Large static protein assemblies that mark endocytic sites at the plasma membrane in Saccharomyces cerevisiae have now been identified by Walther, Brickner, Walter and colleagues. How endocytosis is initiated at particular plasma-membrane sites, and whether it is initiated at specific or random locations, has been unclear. The identification of these so-called 'eisosomes' has therefore provided important insights into these issues.
Writing in Nature, Walther et al. describe how, by examining a library of fluorescently tagged yeast proteins, they identified two closely related cytoplasmic proteins — Pil1 and Lsp1 — that colocalized to bright dots (the eisosomes) under the plasma membrane. The transmembrane protein Sur7 also localized to these structures, and by observing single cells using time-lapse movies, the authors showed that eisosomes are static structures.
Pil1 was found to be required for the proper localization of both Lsp1 and Sur7. By contrast, the loss of Lsp1 or Sur7 did not alter the distribution of the remaining two proteins. These data indicate that Pil1 is the fundamental component of eisosomes and that, despite their similarity, Pil1 and Lsp1 have different functions.
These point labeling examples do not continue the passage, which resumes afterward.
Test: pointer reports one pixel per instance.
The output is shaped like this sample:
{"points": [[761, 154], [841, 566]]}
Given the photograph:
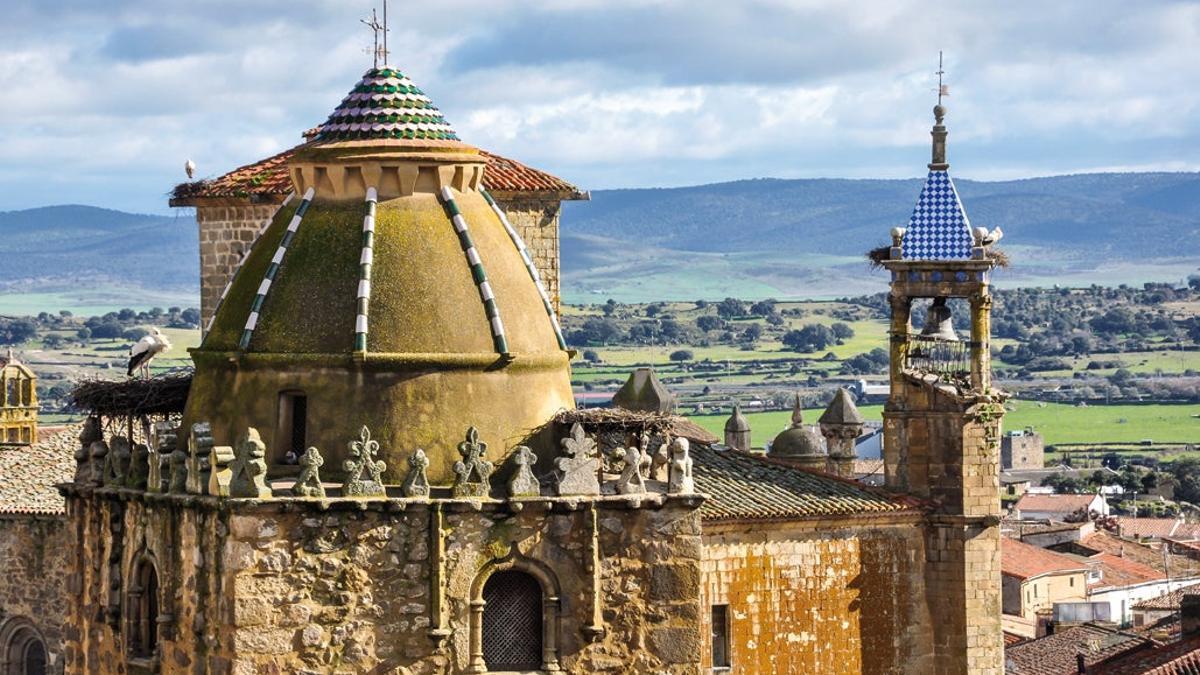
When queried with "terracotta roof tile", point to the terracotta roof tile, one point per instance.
{"points": [[1117, 571], [28, 475], [743, 487], [1177, 658], [1056, 655], [1167, 602], [268, 180], [1024, 561], [1062, 503]]}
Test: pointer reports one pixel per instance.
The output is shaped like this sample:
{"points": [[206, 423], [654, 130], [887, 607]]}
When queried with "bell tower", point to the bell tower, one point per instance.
{"points": [[942, 417]]}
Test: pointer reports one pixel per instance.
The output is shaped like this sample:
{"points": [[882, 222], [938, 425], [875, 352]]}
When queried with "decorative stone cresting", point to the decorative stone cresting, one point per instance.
{"points": [[679, 481], [309, 482], [523, 483], [117, 463], [363, 471], [579, 469], [249, 467], [631, 482], [199, 444], [417, 483], [472, 473]]}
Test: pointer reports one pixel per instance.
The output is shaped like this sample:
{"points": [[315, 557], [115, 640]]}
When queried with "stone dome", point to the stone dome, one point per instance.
{"points": [[797, 441], [389, 291]]}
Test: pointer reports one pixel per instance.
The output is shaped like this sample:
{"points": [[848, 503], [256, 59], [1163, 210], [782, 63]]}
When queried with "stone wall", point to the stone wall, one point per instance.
{"points": [[34, 579], [825, 596], [228, 231], [292, 586]]}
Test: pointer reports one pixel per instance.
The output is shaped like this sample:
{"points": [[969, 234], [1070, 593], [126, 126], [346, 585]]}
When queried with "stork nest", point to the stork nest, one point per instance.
{"points": [[165, 394], [876, 257]]}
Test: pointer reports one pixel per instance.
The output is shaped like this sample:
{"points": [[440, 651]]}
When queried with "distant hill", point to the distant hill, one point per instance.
{"points": [[808, 237], [58, 244], [748, 238]]}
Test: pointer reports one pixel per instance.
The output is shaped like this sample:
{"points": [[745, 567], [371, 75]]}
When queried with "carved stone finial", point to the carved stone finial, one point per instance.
{"points": [[417, 483], [161, 446], [309, 482], [249, 467], [139, 467], [88, 435], [472, 473], [364, 473], [579, 469], [679, 481], [523, 483], [631, 482], [199, 447], [220, 472], [117, 463]]}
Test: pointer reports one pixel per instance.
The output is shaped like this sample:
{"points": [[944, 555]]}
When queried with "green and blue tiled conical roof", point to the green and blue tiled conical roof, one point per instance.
{"points": [[385, 105]]}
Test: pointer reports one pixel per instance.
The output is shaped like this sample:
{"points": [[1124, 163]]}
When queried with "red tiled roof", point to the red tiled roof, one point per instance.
{"points": [[1062, 503], [1176, 658], [268, 179], [28, 475], [1158, 527], [1123, 572], [1024, 561], [1056, 655]]}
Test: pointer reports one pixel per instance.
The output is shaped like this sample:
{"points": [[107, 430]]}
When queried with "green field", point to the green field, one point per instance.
{"points": [[1059, 423]]}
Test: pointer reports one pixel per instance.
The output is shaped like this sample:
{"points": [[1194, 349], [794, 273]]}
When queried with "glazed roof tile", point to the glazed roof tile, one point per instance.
{"points": [[743, 487], [1176, 658], [269, 179], [1056, 653], [28, 473], [1024, 561]]}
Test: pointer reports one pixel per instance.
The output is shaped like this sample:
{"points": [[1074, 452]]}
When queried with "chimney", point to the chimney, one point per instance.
{"points": [[1189, 615]]}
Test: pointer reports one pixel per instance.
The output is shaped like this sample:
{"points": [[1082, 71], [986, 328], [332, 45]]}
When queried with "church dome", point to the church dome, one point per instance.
{"points": [[389, 291], [797, 441]]}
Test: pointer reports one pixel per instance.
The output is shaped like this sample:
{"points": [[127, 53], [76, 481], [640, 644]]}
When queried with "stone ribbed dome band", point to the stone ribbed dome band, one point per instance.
{"points": [[225, 292], [528, 262], [477, 270], [273, 269], [365, 261]]}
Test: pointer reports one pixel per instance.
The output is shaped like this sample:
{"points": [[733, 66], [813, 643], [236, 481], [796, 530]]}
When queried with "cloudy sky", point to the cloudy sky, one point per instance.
{"points": [[101, 101]]}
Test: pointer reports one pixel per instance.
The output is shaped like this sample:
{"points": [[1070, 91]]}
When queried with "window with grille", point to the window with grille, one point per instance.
{"points": [[721, 635], [513, 619]]}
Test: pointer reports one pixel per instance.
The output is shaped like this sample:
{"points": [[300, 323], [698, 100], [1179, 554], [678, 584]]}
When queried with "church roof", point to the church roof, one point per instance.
{"points": [[939, 228], [385, 103], [743, 487], [268, 180], [28, 473]]}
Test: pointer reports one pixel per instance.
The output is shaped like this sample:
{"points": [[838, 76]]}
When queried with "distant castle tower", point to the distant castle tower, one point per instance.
{"points": [[737, 430], [942, 417], [18, 402], [841, 424]]}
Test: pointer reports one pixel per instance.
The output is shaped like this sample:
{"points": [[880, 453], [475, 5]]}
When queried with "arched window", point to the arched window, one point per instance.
{"points": [[24, 651], [511, 631], [143, 610]]}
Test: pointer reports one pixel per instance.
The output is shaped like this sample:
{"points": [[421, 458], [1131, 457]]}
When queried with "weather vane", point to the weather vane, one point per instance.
{"points": [[942, 89], [378, 51]]}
The overexpression of SUR7 has previously been shown to suppress the effects of deleting a gene for an endocytic effector. This led the authors to investigate whether eisosomes have a role in endocytosis and, indeed, they function in the endocytosis of lipid and protein cargoes. By monitoring the uptake of a fluorescent lipid marker of endocytosis (FM4-64) in cells that expressed fluorescently labelled Pil1, they saw that all of the FM4-64-labelled foci localized to eisosomes, although not all eisosomes contained FM4-64. A subset of eisosomes are therefore active at any one time. Furthermore, by following the uptake of FM4-64 and the fluorescently labelled hexose transporter Hxt2, they observed that this lipid and protein localized to eisosomes before being internalized. The loss of Pil1 led to the clustering of eisosome remnants and redirected endocytosis to these clusters, as would be expected if eisosomes mark endocytic sites.
The assembly of actin patches at endocytic sites promotes vesicle formation. Using a compound that blocks actin polymerization and inhibits endocytosis, the authors showed that FM4-64 localization to eisosomes is actin independent, but that its uptake from eisosomes is actin dependent. Actin patches formed at eisosomes, although they also formed at other plasma-membrane sites. This indicates that, similar to metazoan cells, yeast might have parallel endocytic pathways that have different molecular requirements.
So, eisosomes mark static sites of endocytosis and might "...regulate when and where endocytosis occurs." Although all the possible interactions have only been studied superficially so far, various genetic, biochemical and cytological interactions link the three known eisosome components to the endocytic machinery.